26 Ağustos 2007 Pazar

barışa toz festivali

aslında gitmemle dönmem bir oldu diyebilirim. sahnede iki grup izledim izlemedim, kaçar adımlarla ilk gelen otobüse kendimi dar attım. barışarock festivali fikir olarak iyi, yer alan grupların müzikalitesi olarak çok çok iyi ve kuru bir müzik festivalinin ötesinde, anarşist bir ruha sahip olmasıyla, müziğin yanı sıra, stand up gösterileri, tartışmaları ve stk standları gibi bir sürü başka etkinliğiyle olağanüstü bir festival, ancak organizasyonun rezalet olduğunu söylemek zorundayım.
konser
alanları tozdan geçilmez bir haldeydi, üstüne üstlük yeni yetme ergenlerin zıplama ve birbiri üzerine düşme keyfi de üzerine eklenince ortalık savaş alanından farksız, göz gözü görmez bir hal almıştıki, göz ve ciğer sağlığım için ortamdan tepikledim.

sanırım onlar da
durumun farkındaydılar ki bir su tankeri yanaştı, toz ve güneşten felekleri şaşmış gençleri epey bir suladı.

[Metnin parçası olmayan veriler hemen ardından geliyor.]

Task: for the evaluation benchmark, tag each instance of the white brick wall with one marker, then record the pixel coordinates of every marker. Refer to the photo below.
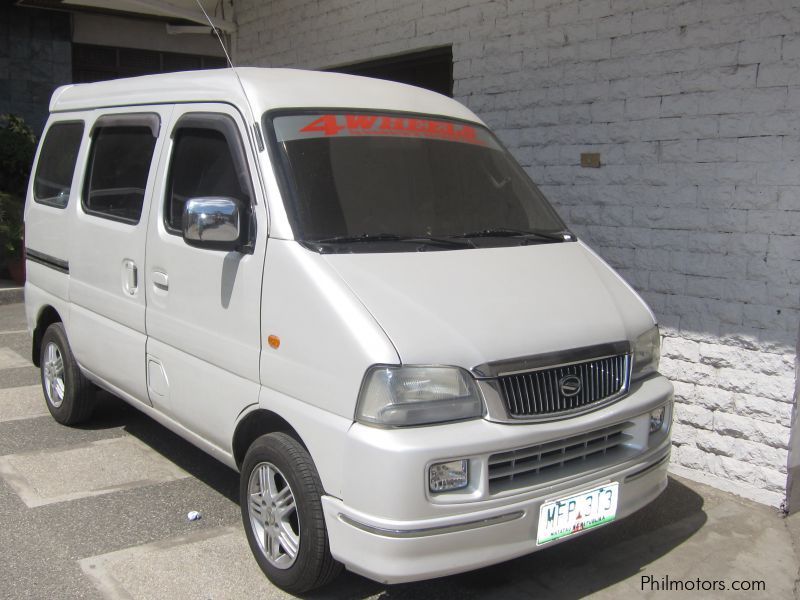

o tozun içinde yoğrulduktan sonra hortum suyunun duşuyla aldıkları şekiller de ayrıca güzeldi elbette. ve galiba festivalin, benim yakalayabildiğim pozlar arasında en güzel fotoğraflarını vermiş oldular farketmeden.

festivalin ziyaretçileri arasında elbette ki sadece
insanlar yoktu. tozla iyice harmanlanmış, rengi tozgrisi ile çamurzerafeti arasında gidip gelen bu cici arkadaşlar da, diğer katılımcılardan edinecekleri artıklara, ki bu artıklar sadece gıdayı kapsamıyordu, sevgiyi de içeriyordu, razıyldılar! ancak enteresan olan, hiç birinin gereğinden fazla haşır neşir olmadan yanınızdan tüymeleriydi.
hele sonuncunun ön bacaklarına fazlaca uzun olan arka bacakları ile oluşturduğu o komik görüntüsüne hiç aldırış
etmeden etrafta kanguruları kıskandıracak bir çeviklikle zıplaması görülmeye değerdi.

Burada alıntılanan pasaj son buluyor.